NASA is preparing to launch its latest climate science mission, the Polar Radiant Energy in the Far-Infrared Experiment (PREFIRE), which aims to capture brand new data on how heat is lost from Earth’s polar regions to space .
PREFIRE consists of a pair of cubesats launched separately into near-polar orbits. The first, “Ready, Aim, PREFIRE,” will launch no earlier than (NET) May 22 on a Rocket Lab Electron rocket from Pad B at the company’s Launch Complex 1 in Māhia, New Zealand. The second cubesat, “PREFIRE and ICE”, will be launched a few days later.
The pair is designed to measure far-infrared radiation – wavelengths longer than 15 microns – which are responsible for about 60 percent of the total heat lost at the poles. “We’ve never measured that before,” Tristan L’Ecuyer, principal investigator of PREFIRE at the University of Wisconsin-Madison, said on a call with reporters on May 15. L’Ecuyer says PREFIRE will help scientists study how different properties at the poles, such as clouds, humidity and the surface’s fluctuation between frozen and liquid states, contribute to the dissipation of heat lost to space.
Related: NASA selects Rocket Lab for back-to-back launches of climate change research
The Arctic is warming faster than anywhere else on Earth, leading to paradigm shifts for local people and wildlife habitats at the poles, as well as global impacts such as rising sea levels. “Finally, [PREFIRE] information will be combined with our climate models and hopefully we will be able to improve our ability to simulate what sea level rise could look like in the future, and also how polar climate change will affect weather systems around the world. planet,” L’Ecuyer said.
The PREFIRE cubesats are each about the size of a loaf of bread and contain identical thermal infrared spectrometers. Although small, their cost-effective design and unique purpose fit nicely into NASA’s growing matrix of climate research missions, such as the much larger SWOT (Surface Water and Ocean Topography) satellite for studying water levels across the planet. “NASA needs both our big missions and these smaller missions,” said Karen St. Germain, director of NASA’s Earth Science Division at the agency’s headquarters. “You can think of them in a sense as generalists versus specialists to answer the full range of questions we have about understanding the Earth as a system.”

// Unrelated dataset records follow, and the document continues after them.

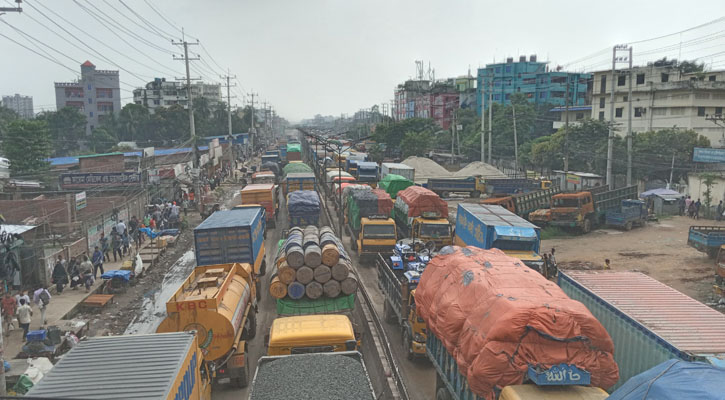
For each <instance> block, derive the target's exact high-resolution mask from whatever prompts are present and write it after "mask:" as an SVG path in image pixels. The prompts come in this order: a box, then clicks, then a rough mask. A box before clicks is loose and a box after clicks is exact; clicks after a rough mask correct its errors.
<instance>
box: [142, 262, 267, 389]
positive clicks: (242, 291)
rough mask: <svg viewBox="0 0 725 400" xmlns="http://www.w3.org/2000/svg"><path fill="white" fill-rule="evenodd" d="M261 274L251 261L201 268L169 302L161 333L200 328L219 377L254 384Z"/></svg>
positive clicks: (159, 328)
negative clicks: (251, 346)
mask: <svg viewBox="0 0 725 400" xmlns="http://www.w3.org/2000/svg"><path fill="white" fill-rule="evenodd" d="M256 280H257V278H256V275H255V274H254V271H253V270H252V266H251V264H249V263H244V264H240V263H229V264H218V265H205V266H202V267H196V268H194V270H193V271H192V272H191V274H189V276H188V277H187V278H186V280H185V281H184V282H183V283H182V284H181V286H180V287H179V289H178V290H177V291H176V292H175V293H174V294H173V296H171V298H170V299H169V300H168V301H167V302H166V318H165V319H164V320H163V321H161V324H160V325H159V327H158V328H157V329H156V332H157V333H167V332H184V331H188V330H194V331H196V333H197V335H198V336H199V347H200V348H201V351H202V353H203V354H204V364H205V365H206V366H207V367H208V368H209V374H210V375H209V376H210V377H212V378H213V379H214V381H215V382H219V381H220V380H222V379H227V378H228V379H230V381H231V383H232V384H233V385H234V386H237V387H247V385H248V384H249V363H248V361H249V360H248V358H247V343H246V341H247V340H248V339H252V338H254V336H255V335H256V330H257V322H256V320H257V319H256V310H257V301H256V299H257V293H256V282H255V281H256Z"/></svg>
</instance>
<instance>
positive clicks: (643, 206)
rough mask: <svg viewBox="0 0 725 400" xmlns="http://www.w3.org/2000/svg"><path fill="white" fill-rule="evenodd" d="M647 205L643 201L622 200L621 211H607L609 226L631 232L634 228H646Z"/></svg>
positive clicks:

Each cubesat is equipped with a single infrared spectrometer. Mary White, PREFIRE project manager at NASA’s Jet Propulsion Laboratory, described them during the May 15 call as a “scaled-down” version of NASA’s Moon Mineralogy Mapper (M3) optical system and pointed out similarities with two additional missions that successfully completed validated the technology: the Mars Climate Sounder (MCS) instrument on NASA’s Mars Reconnaissance Orbiter (MRO), and the Diviner Lunar Radiometer Experiment aboard the Lunar Reconnaissance Orbiter (LRO).

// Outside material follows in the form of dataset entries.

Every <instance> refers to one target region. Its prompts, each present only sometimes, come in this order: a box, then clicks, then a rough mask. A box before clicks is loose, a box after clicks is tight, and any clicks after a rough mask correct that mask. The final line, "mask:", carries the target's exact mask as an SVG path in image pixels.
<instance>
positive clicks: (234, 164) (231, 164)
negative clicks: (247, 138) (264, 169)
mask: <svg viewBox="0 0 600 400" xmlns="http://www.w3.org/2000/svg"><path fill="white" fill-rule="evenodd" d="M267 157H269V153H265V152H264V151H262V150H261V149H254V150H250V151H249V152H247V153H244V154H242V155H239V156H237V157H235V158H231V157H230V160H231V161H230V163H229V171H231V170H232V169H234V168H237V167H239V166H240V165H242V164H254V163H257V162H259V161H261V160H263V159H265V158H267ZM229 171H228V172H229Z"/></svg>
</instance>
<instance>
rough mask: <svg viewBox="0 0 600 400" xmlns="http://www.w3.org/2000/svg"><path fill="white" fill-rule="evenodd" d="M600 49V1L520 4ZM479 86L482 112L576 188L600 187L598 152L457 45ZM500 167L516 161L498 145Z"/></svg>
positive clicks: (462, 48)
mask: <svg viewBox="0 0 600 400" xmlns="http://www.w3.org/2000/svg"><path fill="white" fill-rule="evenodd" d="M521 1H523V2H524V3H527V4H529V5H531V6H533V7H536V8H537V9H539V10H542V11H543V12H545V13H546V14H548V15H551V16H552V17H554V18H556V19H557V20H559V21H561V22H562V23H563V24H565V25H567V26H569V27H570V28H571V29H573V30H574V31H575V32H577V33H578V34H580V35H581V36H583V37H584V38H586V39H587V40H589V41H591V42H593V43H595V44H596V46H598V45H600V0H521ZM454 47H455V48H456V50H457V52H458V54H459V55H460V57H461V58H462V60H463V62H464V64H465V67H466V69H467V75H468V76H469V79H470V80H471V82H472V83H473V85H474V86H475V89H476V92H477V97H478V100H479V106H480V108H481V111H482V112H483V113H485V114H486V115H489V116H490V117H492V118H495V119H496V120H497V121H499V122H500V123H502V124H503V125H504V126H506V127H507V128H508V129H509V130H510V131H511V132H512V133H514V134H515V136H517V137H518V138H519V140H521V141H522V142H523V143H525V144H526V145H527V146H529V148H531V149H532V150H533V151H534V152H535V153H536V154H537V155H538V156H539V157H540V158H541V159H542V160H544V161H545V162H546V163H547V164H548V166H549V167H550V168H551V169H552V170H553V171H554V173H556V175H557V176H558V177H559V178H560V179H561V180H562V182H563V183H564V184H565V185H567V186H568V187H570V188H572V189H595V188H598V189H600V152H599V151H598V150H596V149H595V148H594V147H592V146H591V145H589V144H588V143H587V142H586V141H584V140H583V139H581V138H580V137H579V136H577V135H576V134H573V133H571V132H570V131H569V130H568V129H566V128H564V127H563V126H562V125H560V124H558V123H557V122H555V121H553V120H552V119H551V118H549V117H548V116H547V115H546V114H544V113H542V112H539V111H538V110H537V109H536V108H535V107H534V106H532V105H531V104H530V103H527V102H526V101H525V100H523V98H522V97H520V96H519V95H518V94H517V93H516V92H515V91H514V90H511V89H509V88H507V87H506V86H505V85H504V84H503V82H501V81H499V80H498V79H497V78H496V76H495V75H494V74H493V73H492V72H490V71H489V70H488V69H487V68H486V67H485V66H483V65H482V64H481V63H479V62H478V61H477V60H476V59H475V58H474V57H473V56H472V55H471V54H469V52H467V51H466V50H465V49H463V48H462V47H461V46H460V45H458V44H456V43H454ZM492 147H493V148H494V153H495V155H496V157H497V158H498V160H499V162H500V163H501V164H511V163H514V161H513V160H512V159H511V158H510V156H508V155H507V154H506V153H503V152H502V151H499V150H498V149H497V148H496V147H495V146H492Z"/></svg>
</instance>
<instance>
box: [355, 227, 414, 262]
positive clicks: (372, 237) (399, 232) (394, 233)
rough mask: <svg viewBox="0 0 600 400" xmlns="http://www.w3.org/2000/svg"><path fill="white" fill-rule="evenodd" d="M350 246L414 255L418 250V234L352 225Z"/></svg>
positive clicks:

The mission’s dual-satellite approach will allow researchers to gain a unique perspective on the changes taking place at our planet’s poles. “Having one cubesat would be able to map what emissions look like in the polar regions,” L’Ecuyer explains. “We will use the two cubesats to take measurements over the course of several hours, taking the difference between those measurements and trying to understand how the processes taking place in the Arctic are actually affecting Arctic emissions.”
As with all NASA climate research, White says PREFIRE data will be accessible to the public: “All NASA data is open and freely available to all scientists or all people of interest around the world. That’s part of our open science data policy, and that would certainly be true for this mission.”